Forums · General English Grammar & Vocabulary, Listening & Speaking · General English Grammar Questions
I would like to confirm which usage is correct. I think "spend time doing something" is correct. For example, "thank you for spending time reading my post".
However, I have seen people using "spend time to do something", for example, I googled about 1000 results of "spend time to visit".
Anonymous:"Spend time to do something" means you spend time in order to do something, whereas in "Spend time doing something," you are actually doing that "something."

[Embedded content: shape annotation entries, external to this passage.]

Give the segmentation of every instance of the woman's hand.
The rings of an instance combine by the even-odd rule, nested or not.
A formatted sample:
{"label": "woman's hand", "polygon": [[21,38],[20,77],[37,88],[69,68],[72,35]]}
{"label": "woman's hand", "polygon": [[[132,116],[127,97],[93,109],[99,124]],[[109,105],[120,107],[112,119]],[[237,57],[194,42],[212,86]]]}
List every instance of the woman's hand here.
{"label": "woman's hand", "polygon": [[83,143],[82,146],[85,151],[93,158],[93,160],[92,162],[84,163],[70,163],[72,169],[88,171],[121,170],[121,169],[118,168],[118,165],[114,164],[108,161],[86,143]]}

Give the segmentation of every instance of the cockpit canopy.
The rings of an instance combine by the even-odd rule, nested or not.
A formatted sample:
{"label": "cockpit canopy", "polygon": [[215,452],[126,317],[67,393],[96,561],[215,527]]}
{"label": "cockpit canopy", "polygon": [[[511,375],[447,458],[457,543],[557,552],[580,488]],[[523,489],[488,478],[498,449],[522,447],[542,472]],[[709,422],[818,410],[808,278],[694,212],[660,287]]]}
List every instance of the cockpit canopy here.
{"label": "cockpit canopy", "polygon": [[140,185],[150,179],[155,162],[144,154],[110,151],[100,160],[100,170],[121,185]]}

I would like to confirm which usage is correct. I think "spend time doing something" is correct. For example, "thank you for spending time reading my post".Hello, ssxia. You are correct-- 'spend time to do' is not acceptable. Although Google now gives me 2,590 for "spend time to visit ", this is a very insignificant number indeed. Most of those who use this latter form are no doubt confusing it with the acceptable 'take time to visit'. 'Take time to do' is a common structure of similar meaning.
Ssxia"thank you for spending time reading my post".this is correct, although I think I would use "thank you for spending the time to read my post"
Shortening it to "thank you for reading my post" is correct but doesn't show as much appreciation as the longer version.
People talking about spending time to do something, implies at first glance, that there is a cost of time to doing something, as though you want others to know you spent a lot of time doing that something.
Still both usages are correct.
If you're saying why you spent the time (or money), use the to --- form.
You are usually saying how you spent the time, that is, telling what you did during that time, so the first is probably most common when you do a count.
Last week I spent time cleaning the kitchen floor.
Sometimes you have to spend time to save money.
Anonymous:Yes, this is the right answer!!!